Il frappa la table du poing.

— Ne mentons pas. J’en ai assez. J’aime les situations nettes. Vous vous aimez, vous êtes l’un à l’autre, soit. Seulement, je vous en prie, ne vous cachez pas. Il est certes inutile que vous vous embrassiez devant moi. Mais ne cherchez pas les petits coins, ne profitez pas de mon sommeil pour vous glisser des lettres. Quand vos regards se désirent, regardez-vous franchement, Vous avez de très jolis yeux, cela ne peut m’ennuyer de les voir s’attendrir. En un mot, je veux bien être cocu, je ne veux pas être trompé. Il s’assit entre eux et leur prit la main :

— Soyons francs, soyons sincères. À deux, on est faible dans la vie, — à trois, fort. Seulement, à la condition de bien s’entendre et de savoir au juste ce que l’on peut espérer les uns des autres. Remarquez-le, il ne s’agit pas simplement de vos rapports avec moi, il s’agit aussi de votre situation, à tous deux. Or elle repose sur un mensonge.

Ils tressautèrent, indignés d’une telle accusation. Il repartit :

— Oui, un mensonge, et je tiens à ce que le malentendu cesse. Voici : Louise vous a juré, n’est-ce pas, Raoul, qu’elle ne m’appartenait pas ? Elle mentait. Elle m’appartient, et… souvent… très souvent.
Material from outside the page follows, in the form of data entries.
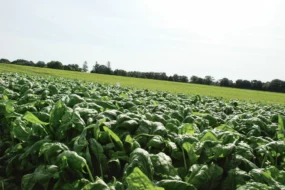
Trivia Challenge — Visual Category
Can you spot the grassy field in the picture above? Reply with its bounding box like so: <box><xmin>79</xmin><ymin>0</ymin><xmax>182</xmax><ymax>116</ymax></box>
<box><xmin>0</xmin><ymin>64</ymin><xmax>285</xmax><ymax>104</ymax></box>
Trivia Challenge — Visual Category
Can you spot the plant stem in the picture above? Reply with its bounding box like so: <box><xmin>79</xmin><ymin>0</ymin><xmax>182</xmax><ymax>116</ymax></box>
<box><xmin>86</xmin><ymin>163</ymin><xmax>94</xmax><ymax>182</ymax></box>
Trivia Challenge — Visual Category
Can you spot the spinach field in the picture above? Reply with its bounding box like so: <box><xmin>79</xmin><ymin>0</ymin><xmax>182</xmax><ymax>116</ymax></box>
<box><xmin>0</xmin><ymin>73</ymin><xmax>285</xmax><ymax>190</ymax></box>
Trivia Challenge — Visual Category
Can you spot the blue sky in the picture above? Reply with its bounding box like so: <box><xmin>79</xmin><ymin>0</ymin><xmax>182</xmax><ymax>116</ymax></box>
<box><xmin>0</xmin><ymin>0</ymin><xmax>285</xmax><ymax>81</ymax></box>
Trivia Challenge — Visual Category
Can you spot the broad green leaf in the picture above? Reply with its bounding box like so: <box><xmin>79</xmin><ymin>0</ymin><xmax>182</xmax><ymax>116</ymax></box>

Raoul baissa la tête, atterré. Louise, rouge de honte, se taisait. Le mari continua :

— Que voulez-vous ! nous avons chacun notre part, Je me suis marié, moi, pour ne plus courir de droite et de gauche et pour trouver chez moi ce qui m’est indispensable. Il m’est égal de n’avoir plus le cœur de ma femme : je veux sa chair, je veux ses sens. Eh bien, je les ai. Elle vous adore, c’est vrai elle se tuerait pour vous. Mais, voilà, c’est une femme, et vous ne lui suffisez pas. Il y a des sensations que vous êtes incapable de lui donner. Vous êtes trop chétif, de poitrine trop faible, d’expérience trop rudimentaire. Moi, je suis robuste, mon étreinte est vigoureuse, et… et j’ai tout un passé…

Méchamment, il insista :

— Surtout ne croyez pas qu’elle se donne à contre-cœur, en rechignant, et que je sois obligé de la supplier. Non, mille fois non. Elle y vient d’elle-même. Au besoin, elle m’y forcerait par ses coquetteries et ses avances. Si je vous disais que mes meilleurs moments, je vous les dois. Oui, au sortir de vos rendez-vous, elle est insatiable. Vos baisers excitent ses sens, et comme vous ne pouvez les satisfaire, c’est à moi qu’elle s’adresse. Non, en vérité, je ne suis pas, je ne puis pas être jaloux de vous.

Affalé dans son fauteuil, Raoul sanglotait, Moresnil s’approcha de lui :

— Allons, mon pauvre vieux, ne pleure pas. Il faut t’en aller. Tu reviendras demain, à la première heure. Apporte un volume de vers. La lecture lui conviendra, car elle sera un peu lasse. Oui, j’ai vu pendant le diner que ses yeux brillaient en me regardant. C’est sa façon de m’exprimer son désir. Laisse-nous, veux-tu ?

Il le souleva par le bras, le conduisit devant Louise et lui dit :

— Embrasse ta maitresse.

Puis il l’entraina jusqu’à la porte. Les pas s’éloignèrent, chancelants. Moresnil revint vers sa femme. Elle se jeta dans ses bras, et ils roulèrent sur un divan, sans un mot.